I've been thinking a lot over the past few days, and all of it is due to my wife and her wise council.
It's should come as no surprise to you, if you've been reading this blog, that I've been fairly discouraged and frustrated for a while now. I mean, this is a blog chronicling my efforts to lose weight and get into shape, but I've slowly gained weight since January. That is a hard thing to face.
"You need to give yourself grace," my wife told me. "It's been a really stressful year." And it had been. Between my test, and my grandmother's death, and some excitement involving family health, things have been really stressful. But I didn't want to hear it. I was frustrated, and I interpreted "give yourself grace" as "just accept that you're failing", and I got cranky and defensive and more stressed.
Clearly, this is not what my wife meant. And I think I've finally realized that. Because she explained it, and explained it, and explained it, and explained it, and finally I actually listened to her.
This has been a really rough seven months. Consistent exercise has been difficult. Stress eating has been a (poor) coping mechanism. And guilt and frustration over not hitting my goals, and fear that I'll backslide and gain weight and be back to 420 pounds again has become a very real thing. Real enough that I refused to really acknowledge the fact that, despite all the stress, I've only gained back 20 pounds.
That's only. Not "only". Things got rough, and while I maybe could have done better I also could have done a whole lot worse.
It isn't easy, letting go of the guilt and frustration. There's no easy fix. But the first step is acknowledging – really acknowledging – my successes and the reality of the situation I faced. The second, as my wife said, is to forgive myself and accept myself. After all, I wouldn't treat my son this way if he was struggling with something. So why should I treat myself that way?

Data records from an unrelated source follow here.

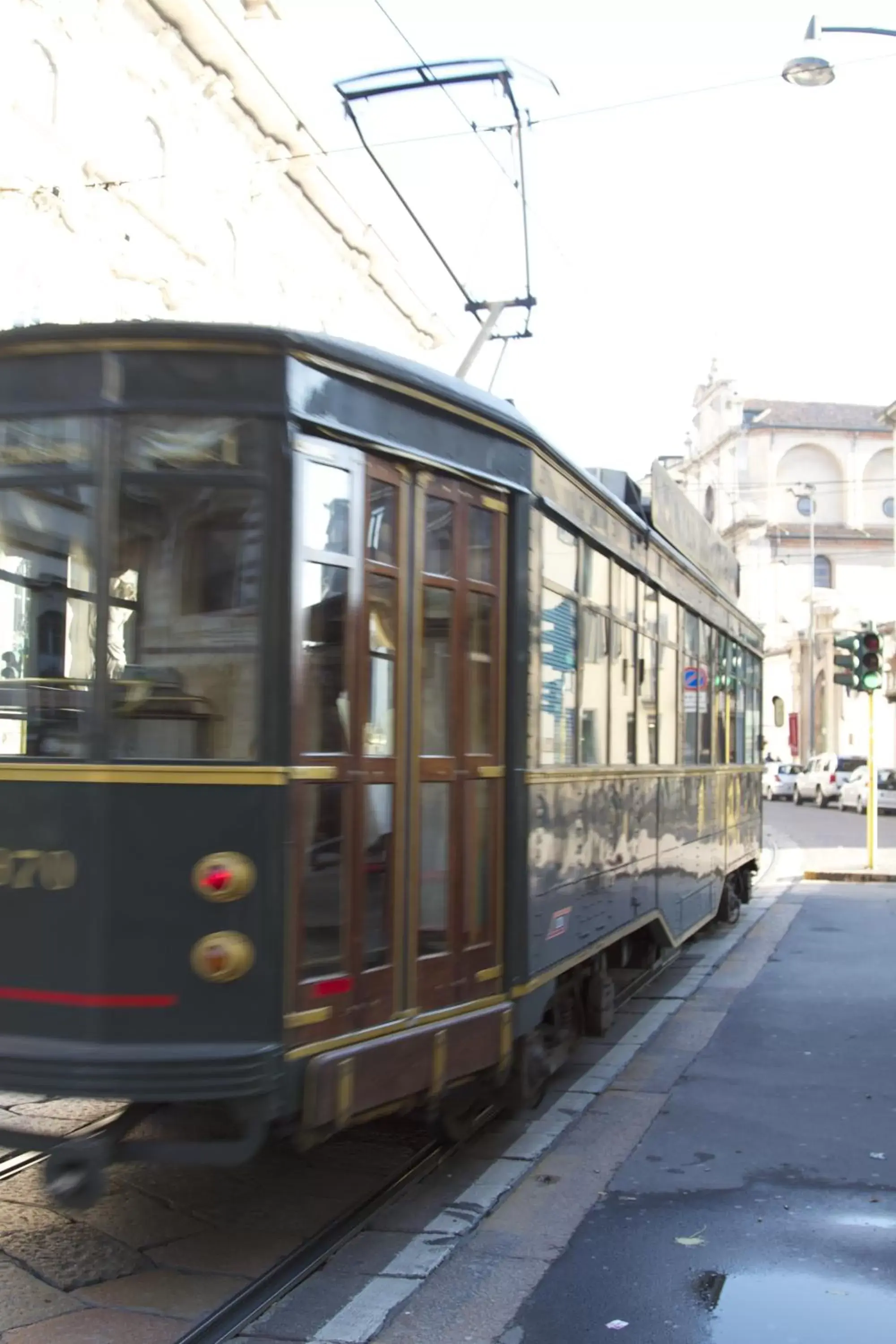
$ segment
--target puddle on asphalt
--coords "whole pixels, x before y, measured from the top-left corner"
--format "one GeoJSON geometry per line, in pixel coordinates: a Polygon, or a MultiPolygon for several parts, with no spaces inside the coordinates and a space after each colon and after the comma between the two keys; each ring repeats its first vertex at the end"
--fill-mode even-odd
{"type": "Polygon", "coordinates": [[[888,1344],[896,1293],[883,1284],[823,1274],[701,1274],[695,1289],[712,1321],[712,1344],[888,1344]]]}

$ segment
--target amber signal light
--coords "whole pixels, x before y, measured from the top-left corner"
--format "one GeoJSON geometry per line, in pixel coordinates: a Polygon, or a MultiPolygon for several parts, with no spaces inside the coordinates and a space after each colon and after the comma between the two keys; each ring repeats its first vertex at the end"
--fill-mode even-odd
{"type": "Polygon", "coordinates": [[[204,900],[239,900],[255,886],[255,864],[244,853],[207,853],[193,864],[192,882],[204,900]]]}
{"type": "Polygon", "coordinates": [[[255,962],[255,949],[242,933],[226,930],[210,933],[195,942],[189,953],[189,964],[203,980],[226,984],[239,980],[255,962]]]}

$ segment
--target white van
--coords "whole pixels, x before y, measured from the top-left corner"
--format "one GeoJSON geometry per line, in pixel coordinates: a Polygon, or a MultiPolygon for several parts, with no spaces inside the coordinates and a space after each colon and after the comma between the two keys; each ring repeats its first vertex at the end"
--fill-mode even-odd
{"type": "Polygon", "coordinates": [[[825,751],[811,758],[802,774],[797,775],[794,802],[810,800],[817,808],[826,808],[840,797],[846,780],[860,765],[866,765],[865,757],[838,757],[836,751],[825,751]]]}

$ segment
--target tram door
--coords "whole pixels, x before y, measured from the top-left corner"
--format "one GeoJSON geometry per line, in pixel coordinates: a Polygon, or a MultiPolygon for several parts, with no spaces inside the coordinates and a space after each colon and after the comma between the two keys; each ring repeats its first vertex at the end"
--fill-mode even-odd
{"type": "Polygon", "coordinates": [[[501,986],[493,492],[296,444],[286,1023],[309,1042],[501,986]]]}

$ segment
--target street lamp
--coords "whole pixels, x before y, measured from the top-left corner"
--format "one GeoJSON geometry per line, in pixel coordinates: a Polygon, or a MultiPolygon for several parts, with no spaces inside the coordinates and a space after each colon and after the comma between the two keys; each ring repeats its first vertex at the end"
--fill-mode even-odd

I won't say I've mastered this. Not by a long shot. But I'm working on it.
Next, of course is… no, not "getting back on the wagon". I mean, yeah sure. I do need to do that. But, more importantly, I need to develop a stress management plan. Some of the stress from the last several months won't be going away any time soon, and I need a better plan than "eat and then yell at myself". That part is a work in progress.
Also, I need to get back on track. And I'm working on it. But I doubt it'll be really effective until I manage to fully forgive and accept myself, and then get that stress management plan together. But once I do? Well, once I do, losing weight will be easy.
I have an amazing wife. I should tell her that, more.